Dornbos also notes Cherry Capital Cab and other cab and shuttle services are permitted to drop off and pick up rides from Cherry Capital Airport – one of the region’s most popular destinations. In order for transportation companies to operate at the airport, they must meet hefty insurance requirements – including a minimum $1 million automobile and commercial general liability policy, plus worker’s compensation and employer’s liability insurance – and pay annual airport permit and activity fees. Lyft and Uber have negotiated airport contracts on a case-by-case basis around the country, with service availability varying accordingly from community to community. Cherry Capital Airport Director Kevin Klein confirms Lyft representatives have contacted the airport about a potential agreement, but have yet to enter into a contract, barring the airport as a pick-up or drop-off site for now.

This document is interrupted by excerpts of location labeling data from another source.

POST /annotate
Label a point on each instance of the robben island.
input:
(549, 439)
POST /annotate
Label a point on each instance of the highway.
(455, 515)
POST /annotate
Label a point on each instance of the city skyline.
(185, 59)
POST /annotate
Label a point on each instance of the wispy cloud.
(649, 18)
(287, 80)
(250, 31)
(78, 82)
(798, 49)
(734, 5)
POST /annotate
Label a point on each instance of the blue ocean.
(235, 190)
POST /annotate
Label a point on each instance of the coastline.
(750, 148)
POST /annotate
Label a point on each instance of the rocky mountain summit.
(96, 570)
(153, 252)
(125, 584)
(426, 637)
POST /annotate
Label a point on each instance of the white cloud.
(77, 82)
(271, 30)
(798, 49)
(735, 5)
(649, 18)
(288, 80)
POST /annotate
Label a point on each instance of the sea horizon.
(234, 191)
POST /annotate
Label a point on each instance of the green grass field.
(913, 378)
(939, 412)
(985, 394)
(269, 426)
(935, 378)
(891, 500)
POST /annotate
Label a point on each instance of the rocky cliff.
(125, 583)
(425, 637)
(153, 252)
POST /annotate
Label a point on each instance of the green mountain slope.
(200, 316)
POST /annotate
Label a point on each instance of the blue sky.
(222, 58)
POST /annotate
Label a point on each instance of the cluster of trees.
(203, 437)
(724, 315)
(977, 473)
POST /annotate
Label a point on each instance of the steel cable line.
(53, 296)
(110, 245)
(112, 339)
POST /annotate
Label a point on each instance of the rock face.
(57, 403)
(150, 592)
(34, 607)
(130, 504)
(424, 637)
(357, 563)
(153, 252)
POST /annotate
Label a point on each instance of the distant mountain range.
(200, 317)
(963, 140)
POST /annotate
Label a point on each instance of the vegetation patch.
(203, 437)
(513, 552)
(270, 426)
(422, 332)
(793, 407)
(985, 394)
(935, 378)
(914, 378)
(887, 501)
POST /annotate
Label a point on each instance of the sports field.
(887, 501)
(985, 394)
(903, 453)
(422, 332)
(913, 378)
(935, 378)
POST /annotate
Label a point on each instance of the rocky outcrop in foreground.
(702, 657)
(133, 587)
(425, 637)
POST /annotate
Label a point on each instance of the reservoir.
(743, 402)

“We haven’t finalized anything yet,” says Klein. “Our ordinance does take into account for Lyft or Uber to be there, so we look forward to working with them in the future.”
With Lyft on the scene, could Uber be next in Traverse City? In a statement to The Ticker, an Uber representative said the company is “proud to offer safe and reliable transportation at the push of a button in Michigan." That service, however, is currently available primarily in southern Michigan, with Uber only offered as far north as Mt. Pleasant. The rep added: “Although we don’t have any concrete plans to launch in Traverse City at this time, our team is constantly reviewing opportunities for expansion in new markets."
The looming emergence of ride-sharing services in northern Michigan could have at least one potential upside for existing competitors, according to Dornbos. “I think they may very well increase the demand for public transportation, where people start getting the idea, ‘Hey, maybe I shouldn’t drive to the bar, I'll get a ride instead,'” he says. “We'd certainly be the beneficiaries of that.”